33. At this stage of the case the Court is very much concerned with securing the attendance of the petitioner for making further progress in the case. This is what the spirit of the impugned order of the learned Magistrate, which has been expressed in para 7 of his order dated 21.04.2016 and that is what also the wish of the prosecution that has been expressed in paragraph-9 of the counter filed today. In his petition to recall N.B.W. filed before the learned Magistrate and in his revision petition filed before this Court the petitioner had also stated that he is prepared to participate in the Court proceedings.
34. Consideration of what we have stated so far, we pass the following orders:
(I) The petitioner/A6 shall surrender before the learned Judicial Magistrate No.I, Madurai on or before the hearing date, namely, 09.09.2016.
(ii) On such surrender, the learned Magistrate will recall the NBW.

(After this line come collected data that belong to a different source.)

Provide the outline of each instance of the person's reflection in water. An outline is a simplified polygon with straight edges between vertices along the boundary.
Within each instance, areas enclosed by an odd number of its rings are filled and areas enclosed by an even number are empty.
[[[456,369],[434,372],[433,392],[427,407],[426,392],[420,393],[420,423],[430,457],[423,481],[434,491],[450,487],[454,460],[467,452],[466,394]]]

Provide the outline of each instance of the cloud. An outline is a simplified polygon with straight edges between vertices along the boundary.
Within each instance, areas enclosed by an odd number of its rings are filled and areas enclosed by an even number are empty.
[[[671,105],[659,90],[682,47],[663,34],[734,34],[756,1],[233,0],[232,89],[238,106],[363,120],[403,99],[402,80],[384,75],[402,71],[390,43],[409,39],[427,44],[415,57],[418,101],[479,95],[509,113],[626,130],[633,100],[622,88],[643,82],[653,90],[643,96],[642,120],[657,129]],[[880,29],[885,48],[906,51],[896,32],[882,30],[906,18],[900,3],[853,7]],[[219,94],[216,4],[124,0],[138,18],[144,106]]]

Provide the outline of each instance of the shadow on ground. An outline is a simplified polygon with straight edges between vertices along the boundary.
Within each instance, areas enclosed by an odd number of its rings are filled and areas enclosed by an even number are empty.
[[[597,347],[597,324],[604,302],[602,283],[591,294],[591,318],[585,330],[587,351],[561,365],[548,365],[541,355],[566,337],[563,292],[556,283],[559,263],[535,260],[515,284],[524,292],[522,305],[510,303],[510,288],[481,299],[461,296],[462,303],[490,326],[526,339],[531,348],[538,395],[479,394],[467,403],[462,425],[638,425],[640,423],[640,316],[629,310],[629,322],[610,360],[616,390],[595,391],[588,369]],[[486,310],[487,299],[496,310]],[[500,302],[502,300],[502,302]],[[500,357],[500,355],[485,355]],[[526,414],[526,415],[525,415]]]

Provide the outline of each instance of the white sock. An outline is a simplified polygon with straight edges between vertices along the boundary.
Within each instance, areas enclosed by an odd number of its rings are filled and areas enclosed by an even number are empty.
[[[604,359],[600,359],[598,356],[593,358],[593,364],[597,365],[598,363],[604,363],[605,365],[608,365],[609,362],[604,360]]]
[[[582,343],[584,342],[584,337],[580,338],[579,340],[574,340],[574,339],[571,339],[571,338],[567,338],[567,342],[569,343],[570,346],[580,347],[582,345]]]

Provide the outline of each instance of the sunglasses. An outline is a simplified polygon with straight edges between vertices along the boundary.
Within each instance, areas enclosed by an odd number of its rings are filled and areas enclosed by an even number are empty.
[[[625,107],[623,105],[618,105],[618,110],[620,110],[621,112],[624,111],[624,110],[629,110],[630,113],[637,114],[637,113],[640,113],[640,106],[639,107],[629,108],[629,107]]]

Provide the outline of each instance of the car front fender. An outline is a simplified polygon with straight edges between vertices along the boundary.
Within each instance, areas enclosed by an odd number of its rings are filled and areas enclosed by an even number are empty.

(iii) There shall be two sureties, they and the petitioner shall execute a bond for Rs.20,000/- (Rupees Twenty Thousand only) each to the satisfaction of the said Magistrate.
(iv) Petitioner shall regularly attend on all the hearing dates unless his absence is condoned on a petition filed under Section 317 Cr.P.C.
(v) Till his such surrender, the NBW shall not be executed.
35. Accordingly, this Crl.R.C. is disposed of.